Für die Wahl des hauptamtlichen Bürgermeisters und der hauptamtlichen Stadträte war bisher die Wahl durch die Mehrheit der Stadtvertretung vorgesehen; jedes Mitglied der Stadtvertretung konnte Kandidaten vorschlagen (§ 64 GO a.F.). Jetzt bestimmt § 64 GO in der Fassung des Art. 1 Nr. 4 des Änderungsgesetzes:

§ 64 Wahl des hauptamtlichen Bürgermeisters und der hauptamtlichen Stadträte
(1) Die Wahlzeit des hauptamtlichen Bürgermeisters und der hauptamtlichen Stadträte beträgt sechs Jahre. Die Stadtvertretung kann mit einer Mehrheit von zwei Dritteln ihrer gesetzlichen Mitglieder eine längere Wahlzeit bis zu höchstens zwölf Jahren beschließen.
(2) Der hauptamtliche Bürgermeister wird auf Vorschlag einer Partei oder anderen Vereinigung in der Stadtvertretung, die die Besetzung der Stellen der hauptamtlichen Magistratsmitglieder im Verhältnis der Sitze in der Stadtvertretung verlangen kann, gewählt. ...
(3) Die Stadtvertretung wählt die hauptamtlichen Stadträte. Jede Partei oder andere Vereinigung in der Stadtvertretung, der nach § 40 Abs. 3 Satz 1 die Stelle eines hauptamtlichen Stadtrats zustehen würde, kann bei der Besetzung der Stellen der hauptamtlichen Stadträte Berücksichtigung ihrer Vorschläge im Verhältnis ihrer Sitze verlangen; in diesem Falle findet eine Abstimmung über die Vorschläge nicht statt. Für die Zuteilung der neu zu besetzenden Stellen werden bei jeder Partei oder anderen Vereinigung in der Stadtvertretung so viele Höchstzahlen ausgeschieden, wie bereits andere Stellen auf ihren Vorschlag hin besetzt sind. Der hauptamtliche Bürgermeister wird derjenigen Partei oder anderen Vereinigung in der Stadtvertretung angerechnet, auf deren Vorschlag er gewählt worden ist.
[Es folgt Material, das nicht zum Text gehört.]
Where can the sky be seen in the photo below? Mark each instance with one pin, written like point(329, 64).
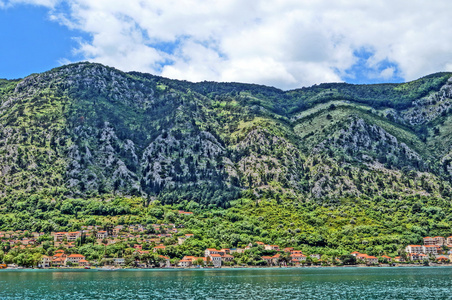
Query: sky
point(282, 43)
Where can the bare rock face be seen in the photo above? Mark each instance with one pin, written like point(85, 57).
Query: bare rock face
point(85, 130)
point(430, 107)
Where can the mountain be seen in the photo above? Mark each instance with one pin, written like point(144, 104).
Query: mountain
point(86, 130)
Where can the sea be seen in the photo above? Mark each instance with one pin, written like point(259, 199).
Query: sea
point(257, 283)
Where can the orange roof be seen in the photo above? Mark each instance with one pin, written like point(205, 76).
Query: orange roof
point(76, 255)
point(59, 259)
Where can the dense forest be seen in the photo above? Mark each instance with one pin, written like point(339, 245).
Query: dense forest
point(332, 167)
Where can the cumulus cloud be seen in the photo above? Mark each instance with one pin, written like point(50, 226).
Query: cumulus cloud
point(285, 43)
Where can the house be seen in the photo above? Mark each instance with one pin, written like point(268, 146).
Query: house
point(216, 260)
point(275, 258)
point(429, 241)
point(101, 235)
point(59, 236)
point(210, 251)
point(268, 259)
point(46, 261)
point(449, 240)
point(74, 258)
point(297, 257)
point(83, 263)
point(442, 259)
point(72, 236)
point(317, 256)
point(439, 240)
point(389, 259)
point(414, 249)
point(59, 262)
point(227, 257)
point(120, 261)
point(430, 249)
point(271, 247)
point(165, 263)
point(371, 259)
point(185, 263)
point(159, 247)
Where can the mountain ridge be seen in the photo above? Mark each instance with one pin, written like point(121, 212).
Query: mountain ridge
point(85, 130)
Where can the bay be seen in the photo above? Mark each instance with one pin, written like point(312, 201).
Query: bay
point(265, 283)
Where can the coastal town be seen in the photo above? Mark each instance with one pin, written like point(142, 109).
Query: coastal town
point(152, 246)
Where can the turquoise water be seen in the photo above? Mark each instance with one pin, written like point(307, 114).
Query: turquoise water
point(293, 283)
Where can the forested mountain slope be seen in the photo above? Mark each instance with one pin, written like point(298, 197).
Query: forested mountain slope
point(86, 130)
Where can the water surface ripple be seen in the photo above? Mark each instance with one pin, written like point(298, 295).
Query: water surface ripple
point(290, 283)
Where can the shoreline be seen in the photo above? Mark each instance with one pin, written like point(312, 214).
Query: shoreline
point(101, 269)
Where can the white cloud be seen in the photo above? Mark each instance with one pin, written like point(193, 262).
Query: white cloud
point(285, 43)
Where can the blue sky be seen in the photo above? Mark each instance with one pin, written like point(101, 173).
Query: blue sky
point(286, 43)
point(31, 43)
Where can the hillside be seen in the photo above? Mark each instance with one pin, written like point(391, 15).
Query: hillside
point(86, 130)
point(332, 166)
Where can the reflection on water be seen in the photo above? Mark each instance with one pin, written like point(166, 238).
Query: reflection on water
point(301, 283)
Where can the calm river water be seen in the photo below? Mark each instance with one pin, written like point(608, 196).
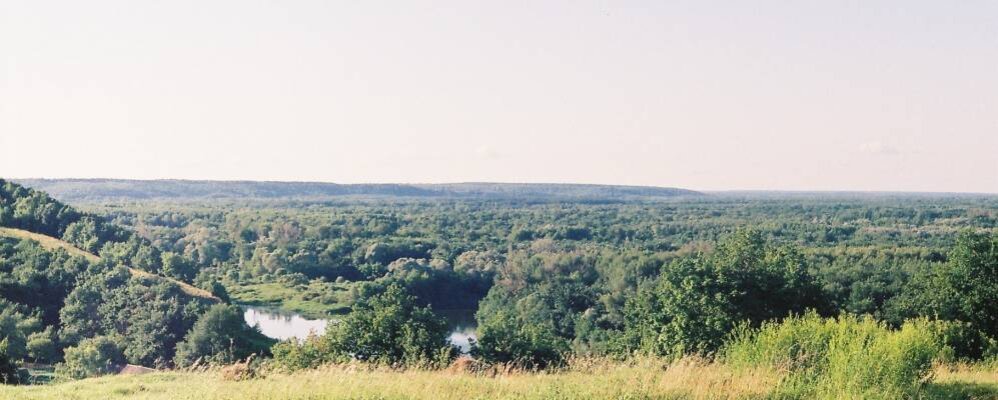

Die Parteien oder anderen Vereinigungen in der Stadtvertretung benennen in der Reihenfolge der verbleibenden Höchstzahlen die neuen hauptamtlichen Stadträte. Die Stadtvertretung kann einen Vorschlag zurückweisen, wenn ihm zwei Drittel ihrer gesetzlichen Mitglieder widersprechen. Sie stellt die Zuteilung der Stellen und ihre Besetzung durch Beschluß fest.
(4) Zum hauptamtlichen Bürgermeister und zum hauptamtlichen Stadtrat kann nur gewählt werden, wer zu städtischen Ehrenämtern wählbar ist. Der Bewerber muß die für sein Amt erforderliche Eignung, Befähigung und Sachkunde besitzen und über die notwendigen Erfahrungen auf dem Gebiet der gemeindlichen Selbstverwaltung verfügen. ...
(5) ...
(6) Die Kommunalaufsichtsbehörde kann der Wahl oder Wiederwahl des hauptamtlichen Bürgermeisters oder eines hauptamtlichen Stadtrats binnen drei Wochen nach Eingang der Anzeige und der Wahlunterlagen widersprechen, wenn der Gewählte nicht die Voraussetzungen des Abs. 4 erfüllt; ... Widerspricht die Kommunalaufsichtsbehörde, so hat die Stadtvertretung einen anderen Bewerber zu wählen.
(7) ...

Dazu bestimmt § 40 Abs. 3 GO in der Fassung des Art. 1 Nr. 1 des Änderungsgesetzes:

(3) Sind die Vorschläge der Parteien und anderen Vereinigungen in der Gemeindevertretung gemäß § 33 Abs. 1, § 46 Abs. 1, § 64 Abs. 3 oder § 65 Abs. 1 im Verhältnis ihrer Sitze zu berücksichtigen, so sind die Stellen auf die Vorschläge nach der Reihenfolge zu verteilen, die sich durch Teilung der auf die Vorschläge entfallenden Stimmenzahlen oder der für sie zu berücksichtigenden Sitzzahlen durch 1, 2, 3, 4 usw. ergeben. Dabei bleiben im Falle des § 64 Abs. 3 die Stellen derjenigen hauptamtlichen Stadtvertreter außer Betracht, die von der Stadtvertretung durch Mehrheitswahl gewählt worden sind. Über die Zuteilung des letzten Sitzes entscheidet bei gleicher Höchstzahl das vom Vorsitzenden zu ziehende Los.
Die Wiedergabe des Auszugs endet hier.